The previous is a knee-jerk reaction. As I have now actually read the study and their intentions clearly show a more psychological character and the efforts in studying this kind of injection of DMT, I think might appeal to some maniacally brave bunch of explorers
 
Infectedstyle said:
I agree, I believe there is little point in applying emperical materialistic methodology to something like DMT. We have applied this method to all other significant hard drugs and have reached nothing. People still are addicted and abuse coke left and right. The only real outcome of these studies has been the synthesis of anti-medicines and harm reduction drugs. In a vain attempt to manage symptoms but nothing really in actual understanding of the drug itself IMO

The previous is a knee-jerk reaction. As I have now actually read the study and their intentions clearly show a more psychological character and the efforts in studying this kind of injection of DMT, I think might appeal to some maniacally brave bunch of explorers

What are you talking about? Scientific studies of psychopharmacology have been *hugely* effective, and have given us technologies that have vastly improved the lives of thousands of people.

Eg:
- Anesthesia. Presumably you don't want to go into your next surgery while remaining fully conscious, right? Personally, I wouldn't.
- Analgesia. Similarly, do you want to recover from that surgery with nothing but willow bark to chew? I just had an adventure with kidney stones and codeine was a *lifesaver.*
- Antipsychotics. Yes, they have been horribly misused, but they have also given a lot of people a new lease on life. I mentioned in another topic who, thanks largely to aripiprazole and related compounds, has been able to lead the life she wants to live, rather than being in a pit of bipolar psychosis. My schizophrenic aunt feels the same way.
- Anti-migraine medications started with research into the effects of drugs like LSD on migraines. Now, I have a medication (rizatriptan benzoate) which I can take and abort my headaches, instead of spending 3 days locked in a dark room in crippling pain.
- The insights from the work being done by Nutt's lab at the Imperial College have given us fascinating insights into the way the brain relates to consciousness.

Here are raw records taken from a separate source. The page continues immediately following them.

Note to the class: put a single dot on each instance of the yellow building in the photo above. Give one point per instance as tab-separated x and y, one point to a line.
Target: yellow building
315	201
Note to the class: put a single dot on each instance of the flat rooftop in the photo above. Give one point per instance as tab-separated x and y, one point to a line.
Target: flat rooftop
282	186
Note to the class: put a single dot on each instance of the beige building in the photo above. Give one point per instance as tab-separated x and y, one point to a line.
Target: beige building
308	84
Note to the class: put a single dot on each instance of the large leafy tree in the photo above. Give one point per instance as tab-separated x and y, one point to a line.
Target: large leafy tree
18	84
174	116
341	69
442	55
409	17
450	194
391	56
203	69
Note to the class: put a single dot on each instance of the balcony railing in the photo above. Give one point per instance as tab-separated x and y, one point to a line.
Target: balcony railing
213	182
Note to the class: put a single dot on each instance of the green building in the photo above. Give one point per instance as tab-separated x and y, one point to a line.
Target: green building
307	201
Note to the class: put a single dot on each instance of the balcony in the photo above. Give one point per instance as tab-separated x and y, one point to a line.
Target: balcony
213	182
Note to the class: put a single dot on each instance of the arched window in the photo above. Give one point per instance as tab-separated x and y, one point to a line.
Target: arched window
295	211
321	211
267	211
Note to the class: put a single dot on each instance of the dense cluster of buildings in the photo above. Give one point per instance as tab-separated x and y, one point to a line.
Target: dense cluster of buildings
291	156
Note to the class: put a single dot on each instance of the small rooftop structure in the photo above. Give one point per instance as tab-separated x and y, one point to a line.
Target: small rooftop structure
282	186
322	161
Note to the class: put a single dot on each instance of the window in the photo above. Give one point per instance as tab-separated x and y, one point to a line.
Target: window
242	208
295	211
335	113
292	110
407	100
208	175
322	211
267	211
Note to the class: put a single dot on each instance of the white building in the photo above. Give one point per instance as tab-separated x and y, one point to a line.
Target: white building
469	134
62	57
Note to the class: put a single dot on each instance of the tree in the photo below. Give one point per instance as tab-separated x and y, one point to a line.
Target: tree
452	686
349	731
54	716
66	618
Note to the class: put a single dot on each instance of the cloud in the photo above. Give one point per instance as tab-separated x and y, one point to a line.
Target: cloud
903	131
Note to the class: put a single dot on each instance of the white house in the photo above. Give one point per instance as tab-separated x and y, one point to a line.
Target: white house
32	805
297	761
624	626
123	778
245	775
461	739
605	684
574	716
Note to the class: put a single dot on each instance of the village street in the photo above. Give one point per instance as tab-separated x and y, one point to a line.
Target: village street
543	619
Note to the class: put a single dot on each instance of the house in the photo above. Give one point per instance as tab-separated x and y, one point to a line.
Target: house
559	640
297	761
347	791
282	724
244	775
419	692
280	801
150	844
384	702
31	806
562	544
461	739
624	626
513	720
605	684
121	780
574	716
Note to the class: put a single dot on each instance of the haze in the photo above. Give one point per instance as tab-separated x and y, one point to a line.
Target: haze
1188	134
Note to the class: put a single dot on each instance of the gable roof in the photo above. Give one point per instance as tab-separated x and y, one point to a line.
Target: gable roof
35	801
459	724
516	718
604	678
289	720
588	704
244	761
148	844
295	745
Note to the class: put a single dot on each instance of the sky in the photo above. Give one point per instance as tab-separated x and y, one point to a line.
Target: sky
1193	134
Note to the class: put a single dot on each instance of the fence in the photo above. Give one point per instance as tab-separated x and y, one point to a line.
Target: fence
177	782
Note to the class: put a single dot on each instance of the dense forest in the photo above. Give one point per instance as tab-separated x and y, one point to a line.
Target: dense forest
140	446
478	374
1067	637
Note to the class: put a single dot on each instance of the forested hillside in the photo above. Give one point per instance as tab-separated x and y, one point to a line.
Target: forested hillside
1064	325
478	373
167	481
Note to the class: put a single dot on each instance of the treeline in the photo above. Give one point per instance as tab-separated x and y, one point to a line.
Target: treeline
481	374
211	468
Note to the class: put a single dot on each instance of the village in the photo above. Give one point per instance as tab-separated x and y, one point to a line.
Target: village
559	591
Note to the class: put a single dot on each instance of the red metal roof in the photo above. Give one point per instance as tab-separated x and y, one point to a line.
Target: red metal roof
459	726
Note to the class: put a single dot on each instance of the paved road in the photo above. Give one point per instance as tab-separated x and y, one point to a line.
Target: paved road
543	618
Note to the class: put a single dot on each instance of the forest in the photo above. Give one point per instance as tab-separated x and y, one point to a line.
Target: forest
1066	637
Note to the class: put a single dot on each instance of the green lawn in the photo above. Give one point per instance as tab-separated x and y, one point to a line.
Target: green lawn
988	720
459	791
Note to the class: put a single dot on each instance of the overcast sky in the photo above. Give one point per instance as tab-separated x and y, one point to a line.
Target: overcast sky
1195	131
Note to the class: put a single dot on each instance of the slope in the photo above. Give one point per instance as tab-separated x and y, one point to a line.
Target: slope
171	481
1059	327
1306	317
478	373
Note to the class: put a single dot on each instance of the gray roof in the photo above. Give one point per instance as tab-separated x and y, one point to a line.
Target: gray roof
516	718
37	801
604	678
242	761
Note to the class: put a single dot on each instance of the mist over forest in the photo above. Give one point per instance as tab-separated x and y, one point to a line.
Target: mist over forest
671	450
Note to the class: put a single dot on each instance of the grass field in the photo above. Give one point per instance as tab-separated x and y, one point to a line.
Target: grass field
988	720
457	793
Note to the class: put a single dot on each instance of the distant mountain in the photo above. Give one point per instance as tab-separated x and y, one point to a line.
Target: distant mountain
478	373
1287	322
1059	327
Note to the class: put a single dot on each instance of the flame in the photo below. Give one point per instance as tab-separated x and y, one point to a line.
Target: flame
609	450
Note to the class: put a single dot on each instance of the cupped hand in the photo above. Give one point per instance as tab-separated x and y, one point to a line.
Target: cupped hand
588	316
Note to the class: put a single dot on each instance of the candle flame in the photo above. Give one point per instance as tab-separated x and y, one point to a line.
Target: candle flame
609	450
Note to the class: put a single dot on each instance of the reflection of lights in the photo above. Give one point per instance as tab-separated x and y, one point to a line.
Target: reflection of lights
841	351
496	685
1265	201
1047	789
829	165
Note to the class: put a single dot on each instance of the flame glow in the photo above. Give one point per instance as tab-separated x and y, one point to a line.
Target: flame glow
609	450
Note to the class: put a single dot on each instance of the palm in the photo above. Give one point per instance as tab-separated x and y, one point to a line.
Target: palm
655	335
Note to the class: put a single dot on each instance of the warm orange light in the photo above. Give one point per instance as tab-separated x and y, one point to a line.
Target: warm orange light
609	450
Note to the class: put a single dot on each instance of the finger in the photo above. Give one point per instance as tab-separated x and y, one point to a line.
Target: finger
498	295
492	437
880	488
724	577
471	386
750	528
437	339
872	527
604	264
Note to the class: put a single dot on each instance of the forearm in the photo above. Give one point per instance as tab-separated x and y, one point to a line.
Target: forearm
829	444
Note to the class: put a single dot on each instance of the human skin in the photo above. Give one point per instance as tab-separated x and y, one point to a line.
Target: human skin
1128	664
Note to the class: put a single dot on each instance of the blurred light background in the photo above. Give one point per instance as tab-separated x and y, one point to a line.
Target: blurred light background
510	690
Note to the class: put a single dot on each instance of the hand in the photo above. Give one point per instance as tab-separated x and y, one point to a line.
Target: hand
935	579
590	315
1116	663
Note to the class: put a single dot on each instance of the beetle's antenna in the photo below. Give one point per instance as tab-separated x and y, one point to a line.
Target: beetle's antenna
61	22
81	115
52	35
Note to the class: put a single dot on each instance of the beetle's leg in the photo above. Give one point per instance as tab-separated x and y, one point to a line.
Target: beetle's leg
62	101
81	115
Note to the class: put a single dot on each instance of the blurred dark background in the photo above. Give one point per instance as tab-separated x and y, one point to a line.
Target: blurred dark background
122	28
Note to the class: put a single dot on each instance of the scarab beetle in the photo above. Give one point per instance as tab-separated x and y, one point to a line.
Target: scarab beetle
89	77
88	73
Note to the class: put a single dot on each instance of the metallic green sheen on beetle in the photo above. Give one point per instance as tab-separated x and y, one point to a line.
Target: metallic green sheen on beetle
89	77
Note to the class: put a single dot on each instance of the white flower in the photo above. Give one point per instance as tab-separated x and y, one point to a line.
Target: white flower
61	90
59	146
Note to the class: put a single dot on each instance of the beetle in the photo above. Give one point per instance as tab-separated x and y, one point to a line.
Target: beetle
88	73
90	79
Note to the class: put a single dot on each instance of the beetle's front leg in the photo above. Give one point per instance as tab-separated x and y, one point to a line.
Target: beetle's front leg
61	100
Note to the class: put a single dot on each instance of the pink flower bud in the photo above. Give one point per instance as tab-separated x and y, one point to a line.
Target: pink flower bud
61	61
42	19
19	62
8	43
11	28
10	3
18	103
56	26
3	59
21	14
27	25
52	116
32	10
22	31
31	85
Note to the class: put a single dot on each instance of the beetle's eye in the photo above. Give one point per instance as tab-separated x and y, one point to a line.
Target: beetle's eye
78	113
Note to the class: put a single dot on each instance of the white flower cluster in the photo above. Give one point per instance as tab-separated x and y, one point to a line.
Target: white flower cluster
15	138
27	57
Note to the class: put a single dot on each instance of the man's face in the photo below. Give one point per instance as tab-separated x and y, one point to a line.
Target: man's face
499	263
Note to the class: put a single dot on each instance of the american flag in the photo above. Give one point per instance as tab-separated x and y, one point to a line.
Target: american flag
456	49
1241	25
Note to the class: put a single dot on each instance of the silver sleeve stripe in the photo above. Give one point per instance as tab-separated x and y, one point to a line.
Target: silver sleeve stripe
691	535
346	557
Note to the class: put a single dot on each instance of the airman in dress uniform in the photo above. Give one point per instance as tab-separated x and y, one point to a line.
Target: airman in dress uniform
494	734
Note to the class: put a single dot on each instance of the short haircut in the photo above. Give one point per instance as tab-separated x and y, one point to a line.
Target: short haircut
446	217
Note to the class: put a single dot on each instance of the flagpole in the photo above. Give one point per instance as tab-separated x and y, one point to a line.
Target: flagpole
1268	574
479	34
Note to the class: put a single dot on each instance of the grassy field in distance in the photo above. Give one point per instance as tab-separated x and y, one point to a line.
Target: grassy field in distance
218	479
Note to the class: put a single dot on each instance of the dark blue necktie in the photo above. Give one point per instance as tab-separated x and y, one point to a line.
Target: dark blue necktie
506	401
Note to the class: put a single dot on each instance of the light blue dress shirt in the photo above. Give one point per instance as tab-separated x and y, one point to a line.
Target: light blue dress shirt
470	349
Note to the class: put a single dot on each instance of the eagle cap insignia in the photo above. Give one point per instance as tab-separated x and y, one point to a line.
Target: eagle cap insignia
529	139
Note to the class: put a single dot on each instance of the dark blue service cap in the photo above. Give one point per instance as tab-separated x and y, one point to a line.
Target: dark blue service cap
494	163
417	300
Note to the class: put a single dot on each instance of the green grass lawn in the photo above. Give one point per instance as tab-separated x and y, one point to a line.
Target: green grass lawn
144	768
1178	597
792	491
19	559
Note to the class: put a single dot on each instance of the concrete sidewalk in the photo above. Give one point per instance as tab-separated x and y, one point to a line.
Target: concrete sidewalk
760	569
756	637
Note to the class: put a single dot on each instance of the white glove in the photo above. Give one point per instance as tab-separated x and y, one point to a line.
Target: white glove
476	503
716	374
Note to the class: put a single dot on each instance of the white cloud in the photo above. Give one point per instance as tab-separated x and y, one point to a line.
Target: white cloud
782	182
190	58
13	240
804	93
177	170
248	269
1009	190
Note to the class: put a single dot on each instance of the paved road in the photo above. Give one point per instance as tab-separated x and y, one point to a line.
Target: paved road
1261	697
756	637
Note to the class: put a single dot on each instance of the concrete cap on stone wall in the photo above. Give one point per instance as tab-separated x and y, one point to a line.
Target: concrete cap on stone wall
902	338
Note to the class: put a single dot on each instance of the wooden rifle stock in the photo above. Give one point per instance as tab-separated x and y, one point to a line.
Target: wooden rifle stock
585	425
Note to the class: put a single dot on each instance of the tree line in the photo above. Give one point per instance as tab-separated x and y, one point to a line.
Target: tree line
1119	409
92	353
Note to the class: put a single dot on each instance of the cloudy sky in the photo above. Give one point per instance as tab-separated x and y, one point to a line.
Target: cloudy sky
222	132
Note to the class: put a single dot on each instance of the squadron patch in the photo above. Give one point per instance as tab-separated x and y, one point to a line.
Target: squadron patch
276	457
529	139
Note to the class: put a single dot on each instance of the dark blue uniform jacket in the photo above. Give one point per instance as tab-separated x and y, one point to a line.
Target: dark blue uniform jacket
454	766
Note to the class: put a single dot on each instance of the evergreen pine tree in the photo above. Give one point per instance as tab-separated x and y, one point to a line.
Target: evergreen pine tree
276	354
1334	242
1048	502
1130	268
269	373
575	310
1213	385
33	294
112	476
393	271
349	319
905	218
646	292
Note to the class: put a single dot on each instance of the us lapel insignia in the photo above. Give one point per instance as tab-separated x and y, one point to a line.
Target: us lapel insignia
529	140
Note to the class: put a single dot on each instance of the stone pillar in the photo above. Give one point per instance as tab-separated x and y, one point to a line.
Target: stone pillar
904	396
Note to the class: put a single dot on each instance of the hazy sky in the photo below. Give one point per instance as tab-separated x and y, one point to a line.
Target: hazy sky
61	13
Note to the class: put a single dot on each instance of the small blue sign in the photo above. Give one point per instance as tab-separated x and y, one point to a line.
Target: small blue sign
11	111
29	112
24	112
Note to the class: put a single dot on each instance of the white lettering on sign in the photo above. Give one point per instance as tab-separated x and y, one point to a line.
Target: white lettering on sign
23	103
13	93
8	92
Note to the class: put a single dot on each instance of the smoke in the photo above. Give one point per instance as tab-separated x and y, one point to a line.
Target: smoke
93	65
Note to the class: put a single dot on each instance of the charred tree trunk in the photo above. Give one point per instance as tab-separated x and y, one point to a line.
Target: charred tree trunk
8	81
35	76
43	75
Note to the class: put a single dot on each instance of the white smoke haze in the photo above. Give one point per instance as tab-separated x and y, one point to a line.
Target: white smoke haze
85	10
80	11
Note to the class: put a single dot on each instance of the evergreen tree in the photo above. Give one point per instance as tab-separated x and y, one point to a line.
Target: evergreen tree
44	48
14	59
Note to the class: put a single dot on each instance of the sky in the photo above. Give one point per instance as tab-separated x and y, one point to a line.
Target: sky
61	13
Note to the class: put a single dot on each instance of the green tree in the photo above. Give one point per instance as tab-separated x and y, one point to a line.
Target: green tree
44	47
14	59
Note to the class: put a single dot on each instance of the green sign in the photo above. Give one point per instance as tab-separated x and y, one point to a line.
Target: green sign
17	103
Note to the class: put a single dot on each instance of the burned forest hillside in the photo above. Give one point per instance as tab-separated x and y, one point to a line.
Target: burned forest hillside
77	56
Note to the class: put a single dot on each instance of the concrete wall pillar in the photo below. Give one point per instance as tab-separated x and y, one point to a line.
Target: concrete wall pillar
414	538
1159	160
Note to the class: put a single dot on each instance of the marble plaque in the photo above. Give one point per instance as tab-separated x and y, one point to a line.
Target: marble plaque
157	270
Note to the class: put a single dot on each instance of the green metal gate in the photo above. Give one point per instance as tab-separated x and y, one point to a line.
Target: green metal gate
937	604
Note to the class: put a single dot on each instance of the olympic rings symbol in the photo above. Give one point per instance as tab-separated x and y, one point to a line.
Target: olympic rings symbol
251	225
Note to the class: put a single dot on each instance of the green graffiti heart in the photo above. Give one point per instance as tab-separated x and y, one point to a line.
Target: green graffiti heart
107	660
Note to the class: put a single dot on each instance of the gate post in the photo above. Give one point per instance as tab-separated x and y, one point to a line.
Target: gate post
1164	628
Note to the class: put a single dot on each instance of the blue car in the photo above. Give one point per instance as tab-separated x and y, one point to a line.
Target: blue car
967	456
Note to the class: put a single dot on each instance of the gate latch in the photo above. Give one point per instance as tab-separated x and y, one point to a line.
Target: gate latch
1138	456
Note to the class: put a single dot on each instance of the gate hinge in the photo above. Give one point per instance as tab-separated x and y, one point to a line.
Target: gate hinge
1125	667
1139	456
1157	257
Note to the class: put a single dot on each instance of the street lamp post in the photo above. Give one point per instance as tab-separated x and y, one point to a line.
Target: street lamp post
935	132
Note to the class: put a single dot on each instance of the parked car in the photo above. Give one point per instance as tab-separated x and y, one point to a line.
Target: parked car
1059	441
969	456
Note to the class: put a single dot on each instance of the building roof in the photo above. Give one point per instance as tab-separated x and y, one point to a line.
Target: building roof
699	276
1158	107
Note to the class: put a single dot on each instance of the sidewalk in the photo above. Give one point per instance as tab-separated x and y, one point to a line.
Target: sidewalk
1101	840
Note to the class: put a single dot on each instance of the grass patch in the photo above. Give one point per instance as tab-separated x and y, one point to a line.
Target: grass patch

Those are just a few examples, I could go on.

If you really think that the focus on materialism and research into psychoactive drugs is pointless (after all, we haven't cured addiction, right?), then by all means, next time you have a surgery, reject the anesthsia and the post-surgery pain-killers. Better pray you never develop a psychotic or neurological disorder, also.

As for me, I think this stuff is awesome and really enjoy the fact that I can live my life in a way that I couldn't without my migraine meds. Thousands of disabled people reliant on medications feel the same way.